On the contrary you may have lost 30 lbs and enjoyed a small scoop of chocolate ice-cream or a glass of white wine on your birthday and felt happy because you realized that you no longer have the urge to eat an entire carton of ice-cream or finish the entire bottle of wine. You are satisfied with who you have become through learning to eat or drink in moderation. That end result can make you happy. Happiness isn’t something you can plan, it just happens.
Happiness, moreover, is not necessarily associated with something good. You can experience extreme pain and then experience happiness that the pain has ceased. Case in point is the ISIS recruits. Eliminate the psychopaths (preferably with smart bombs) who join ISIS to inflict pain and suffering and you still have thousands of unexplained (non-psychotic) recruits. Average kids become brutes and savages. Doesn’t this ring a bell? Strike a note? This is classic Lord of the Flies.
Lord of the Flies – Author William Golding’s adventurous tale about a group of boys marooned on an island is more than an action story. It is a commentary on the darkness that exists in all mankind. The evil in every soul that seeps through when humans are unsupervised, uncivilized and driven to madness.
I don’t believe, however, that we are inherently evil. If that was true democracies would not exist and autocracies would be the rule of the day. The second tenet of the Declaration of Independence is liberty. I guess that is a circular argument where you have to have liberty to have independence, but the point is that freedom is one of our natural and inalienable rights. You cannot be happy without being truly free. But freedom from what? Freedom from laws and legislation and big government? Again that is where many conspiracy theorists get it wrong. No because, and this is spelled out in the Canadian Parliamentary system as peace, order and good government, good governance is essential to human freedoms not contradictory to it.
Without the rule of law and protection provided by good government in the form of fair judiciary and unbiased police and military, freedom cannot exist. That is why power vacuums, such as those recently created in Libya and Syria by the Arab Spring, lead to Lord of the Flies scenarios. Without strong governments the psychopaths can rise to the top through recruiting and brainwashing, cult fashion, the vulnerable, marginalized and disenfranchised youth of their immediate culture and those of transplanted cultures; the immigrants who recently moved to Europe and America to get away from terror and despair but never really fit into the new cultures.

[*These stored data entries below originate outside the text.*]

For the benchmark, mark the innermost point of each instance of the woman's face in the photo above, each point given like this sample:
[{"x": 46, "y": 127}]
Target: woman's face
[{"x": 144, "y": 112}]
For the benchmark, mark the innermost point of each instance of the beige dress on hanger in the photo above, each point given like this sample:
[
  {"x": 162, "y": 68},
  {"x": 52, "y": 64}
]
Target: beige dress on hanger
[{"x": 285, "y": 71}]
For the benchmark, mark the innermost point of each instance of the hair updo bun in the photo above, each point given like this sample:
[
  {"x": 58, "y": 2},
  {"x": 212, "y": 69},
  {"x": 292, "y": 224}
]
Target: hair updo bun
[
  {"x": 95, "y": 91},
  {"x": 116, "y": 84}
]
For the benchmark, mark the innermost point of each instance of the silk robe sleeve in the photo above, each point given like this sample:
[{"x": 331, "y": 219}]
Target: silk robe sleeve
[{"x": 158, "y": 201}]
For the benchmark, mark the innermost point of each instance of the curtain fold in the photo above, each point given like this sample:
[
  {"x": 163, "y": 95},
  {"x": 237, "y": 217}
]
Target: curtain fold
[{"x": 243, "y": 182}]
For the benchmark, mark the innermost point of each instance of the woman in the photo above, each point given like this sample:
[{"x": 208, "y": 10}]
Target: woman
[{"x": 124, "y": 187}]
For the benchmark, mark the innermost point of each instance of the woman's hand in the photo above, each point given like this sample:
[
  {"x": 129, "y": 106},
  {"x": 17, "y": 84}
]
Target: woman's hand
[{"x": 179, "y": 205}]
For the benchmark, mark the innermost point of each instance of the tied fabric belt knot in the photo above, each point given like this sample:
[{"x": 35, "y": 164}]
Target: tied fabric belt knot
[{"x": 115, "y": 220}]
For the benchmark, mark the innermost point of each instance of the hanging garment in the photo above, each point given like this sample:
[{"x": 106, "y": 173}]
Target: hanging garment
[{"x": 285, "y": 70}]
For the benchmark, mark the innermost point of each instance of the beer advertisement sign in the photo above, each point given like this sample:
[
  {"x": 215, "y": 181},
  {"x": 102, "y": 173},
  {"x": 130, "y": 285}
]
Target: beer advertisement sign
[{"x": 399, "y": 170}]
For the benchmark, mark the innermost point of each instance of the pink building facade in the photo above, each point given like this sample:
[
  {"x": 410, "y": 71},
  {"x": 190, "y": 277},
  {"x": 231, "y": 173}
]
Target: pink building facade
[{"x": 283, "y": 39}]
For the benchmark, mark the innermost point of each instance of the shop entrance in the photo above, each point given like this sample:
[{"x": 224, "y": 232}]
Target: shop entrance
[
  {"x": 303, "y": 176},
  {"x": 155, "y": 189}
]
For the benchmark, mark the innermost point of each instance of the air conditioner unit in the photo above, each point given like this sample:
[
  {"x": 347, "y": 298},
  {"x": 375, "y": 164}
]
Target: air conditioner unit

What does ISIS offer to their new recruits that Europe and America does not? The joy of belonging. The joy of learning. The joy of being worthy of the teacher. The joy of employment. These recruits are told, as in any cult, that they will be part of the bigger extended family and that they will belong to a worthy cause.

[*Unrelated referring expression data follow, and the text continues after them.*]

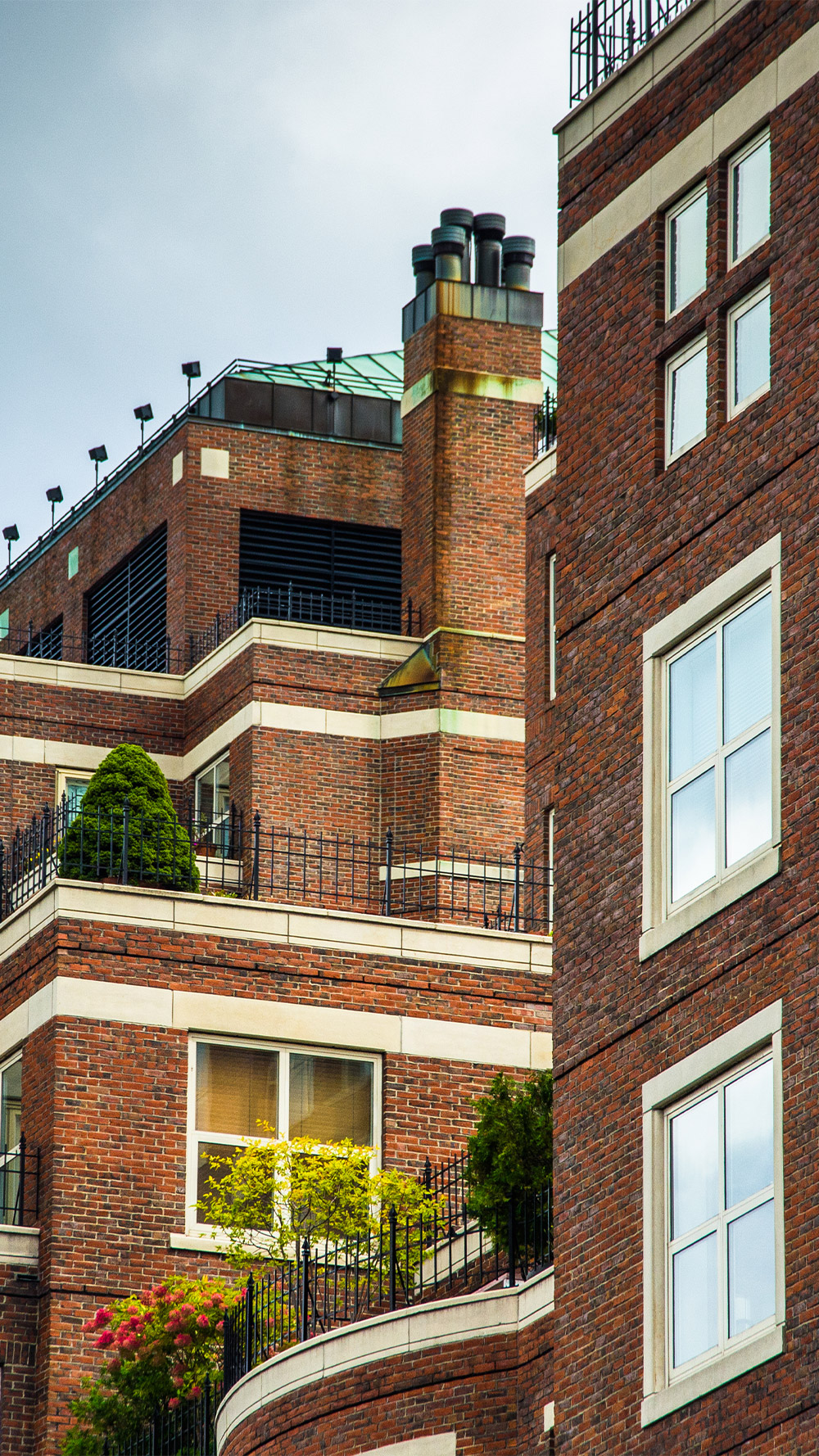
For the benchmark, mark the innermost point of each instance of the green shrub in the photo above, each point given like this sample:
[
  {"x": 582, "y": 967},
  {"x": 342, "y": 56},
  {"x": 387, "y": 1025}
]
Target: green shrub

Much like the classic Nigerian 419 money scams where you are promised millions as long as you follow along with these easy steps the ISIS recruiters, through emails and chats, promise possible recruits a happier more fulfilling life. To the naive recruits they send videos and pictures showing a “perfect” society where everyone, men and women, are happy. ISIS’s media division fabricates videos shot in colorful playgrounds alive with sunshine, music, giggling and laughter and showing elderly grandfather figures in full beards, dressed in fatigues and carrying AK47s, gently pushing happy children back and forth on the swings. Any psychologist can tell you that these images are used, universally, to evoke the memories or longing of happiness.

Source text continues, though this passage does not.